Re:
arcus said:
Interview with Deborah Davis, one of the journos involved in the "dark-side" documentary... Make of it what you will.
http://www.120sports.com/video/v160564828/1on1-with-deborah-davies
Many thanks for the link.
Right off the bat, she makes the key point: Manning still hasn’t responded to the allegation that his wife received HGH. Davis says they don’t have documents to confirm this, but claims they have “confirmation that HGH was sent from the clinic to Florida.” I wish the interviewers had followed up on this. Does she just mean that some HGH was sent to someone in Florida around that time? By itself, that much information doesn’t seem very significant. But if they know this much, presumably there is a way to confirm that HGH was sent to Ashley Manning, if it really were. Guyer must have the records.
But this claim is significant in another sense. Guyer is an anti-aging clinic. As others have pointed out, if you really need HGH, you should be getting it from a doctor/clinic specializing in the relatively rare disorder for which it’s legal to use. It seems unlikely that Guyer had a legal basis to ship HGH to anyone. Davis in fact later emphasizes that while anti-aging clinics have been known to prescribe HGH, that is illegal.
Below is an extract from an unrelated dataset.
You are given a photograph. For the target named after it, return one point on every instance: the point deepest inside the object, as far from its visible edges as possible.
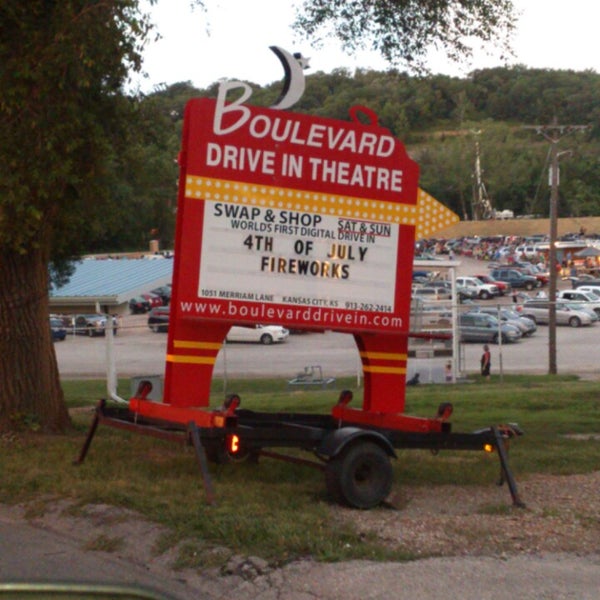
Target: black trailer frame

She also claims when she called the Guyer Institute and asked about Sly, they looked up the records and told her that Sly did work there in 2011. This confirms what Sly said, but contradicts what some Guyer official told the press after the report came out. So this discrepancy is very interesting, and certainly suggests, at the least, that record-keeping is not very good at the Guyer, and at worst, they lied when asked about this after the report came out.
In the followup analysis, the two interviewing reporters bring up the possibility that HGH was used when the Mannings underwent in vitro fertilization. I can understand Manning wanting to protect their privacy, but a) HGH is not legal for even this use; and b) as a professional athlete for whom HGH use is banned, Manning is surely aware that if HGH were sent to his household for any reason, it would appear suspicious, and if in fact his wife rather than he were using it, he would be expected to point this out, regardless of how he felt about the privacy issue.
As long as Manning continues to stonewall the question of whether his wife received HGH, I'd say that is the best case scenario. That he wasn't doping, but his wife was using the drug illegally, and they don't want to get the clinic in trouble for revealing this.